Chromatographic Purity (By HPLC): 99.70%

Chiral purity by HPLC: 99.80 %

Example 3

Preparation ofcrystalline Tenofovir Alafenamide hemi fumarate Form-STA

To a solution of 9-[(R)-2-[{(S)-[{(S)-l-(isopropoxycarbonyl)ethyl]amino] phenoxy phosphinyl] methoxy] propyl] adenine (5 g , 0.0104 mol) in Amyl alcohol (15.0 mL), Methanol (45.0 mL) charged Fumaric acid (0.609 g) and stirred for 30 min at room temperature . The above mass was passed through micron filter and washed with Methanol (5.0 mL).

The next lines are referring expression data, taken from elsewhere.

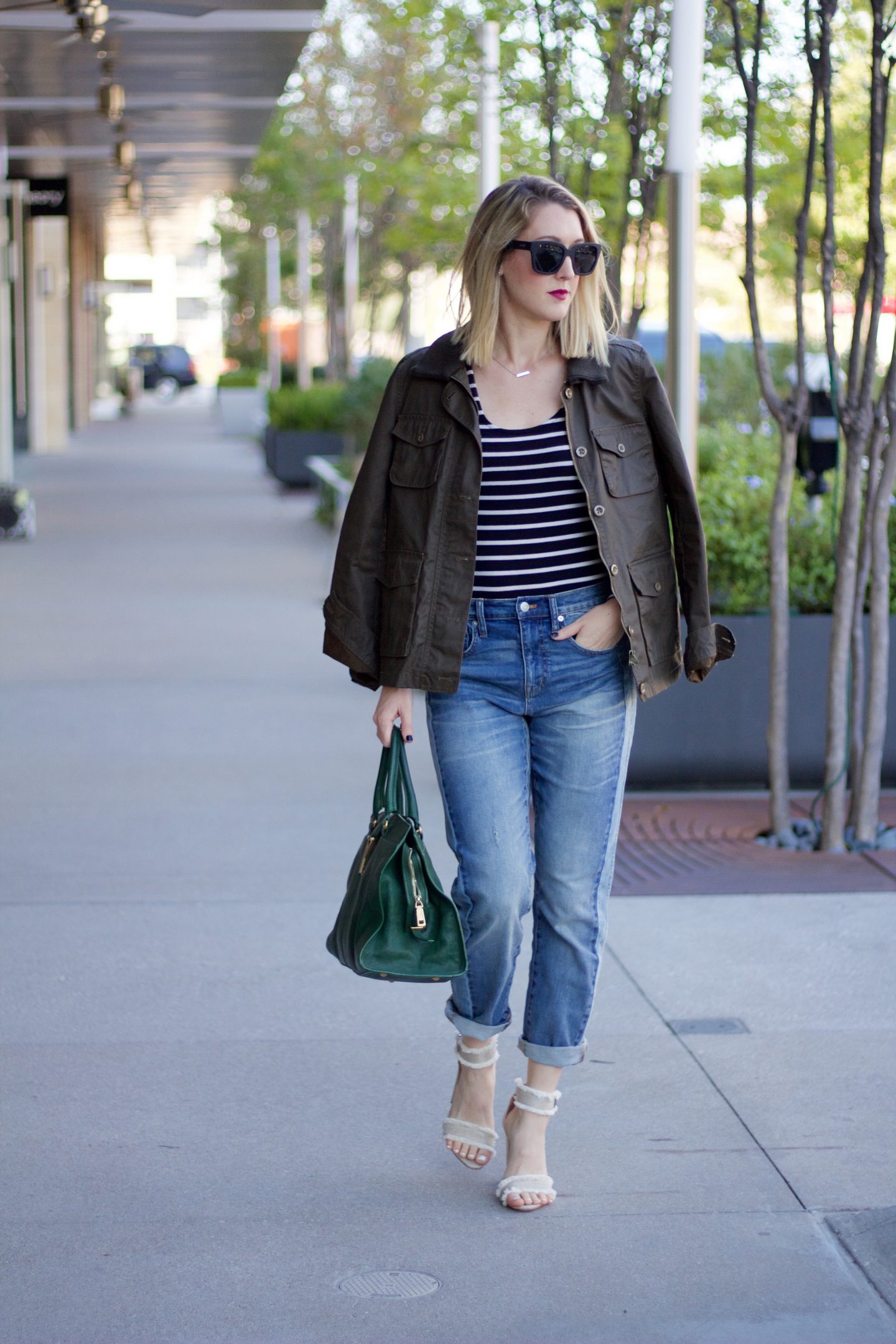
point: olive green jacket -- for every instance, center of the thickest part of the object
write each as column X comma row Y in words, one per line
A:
column 403, row 573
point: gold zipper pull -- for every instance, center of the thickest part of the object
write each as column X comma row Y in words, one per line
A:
column 418, row 901
column 367, row 850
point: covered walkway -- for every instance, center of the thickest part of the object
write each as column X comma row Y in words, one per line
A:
column 210, row 1129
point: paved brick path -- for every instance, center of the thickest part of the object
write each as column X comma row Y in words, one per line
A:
column 704, row 844
column 213, row 1133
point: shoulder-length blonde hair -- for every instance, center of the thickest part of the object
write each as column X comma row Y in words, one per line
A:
column 502, row 217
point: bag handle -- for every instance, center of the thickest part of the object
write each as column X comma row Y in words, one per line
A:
column 394, row 790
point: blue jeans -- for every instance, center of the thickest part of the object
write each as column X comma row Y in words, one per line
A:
column 553, row 721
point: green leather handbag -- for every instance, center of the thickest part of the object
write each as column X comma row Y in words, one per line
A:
column 395, row 921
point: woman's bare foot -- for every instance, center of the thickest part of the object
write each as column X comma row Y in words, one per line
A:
column 474, row 1098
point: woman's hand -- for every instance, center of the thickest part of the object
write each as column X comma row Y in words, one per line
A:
column 395, row 702
column 598, row 628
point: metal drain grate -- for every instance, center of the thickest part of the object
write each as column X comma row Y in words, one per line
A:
column 390, row 1282
column 707, row 1026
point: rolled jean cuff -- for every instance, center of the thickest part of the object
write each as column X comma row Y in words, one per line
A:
column 559, row 1057
column 474, row 1029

The filtrate mass was distilled out below 3 volumes with respect to batch size under reduced pressure at below 50°C. The reaction mass was heated to 60-65 °C, maintained for 30 min and cooled to room temperature. Cyclohexane (75.0 mL) was added in to reaction mass and cooled to 0-5 °C and maintained for 5 h. The product was isolated by filtration, washed with Cyclohexane (2.5 mL) and dried the compound at 60-65 °C for 10 h under reduced pressure to yield Tenofovir Alafenamide hemifumarate.

Yield: 5.0 g

Chemical Purity HPLC: 99.88%

Chiral purity by HPLC: 99.97 %

While the foregoing pages provide a detailed description of the preferred embodiments of the invention, it is to be understood that the description and examples are illustrative only of the principles of the invention and not limiting. Furthermore, as many changes can be made to the invention without departing from the scope of the invention, it is intended that all material contained herein be interpreted as illustrative of the invention and not in a limiting sense.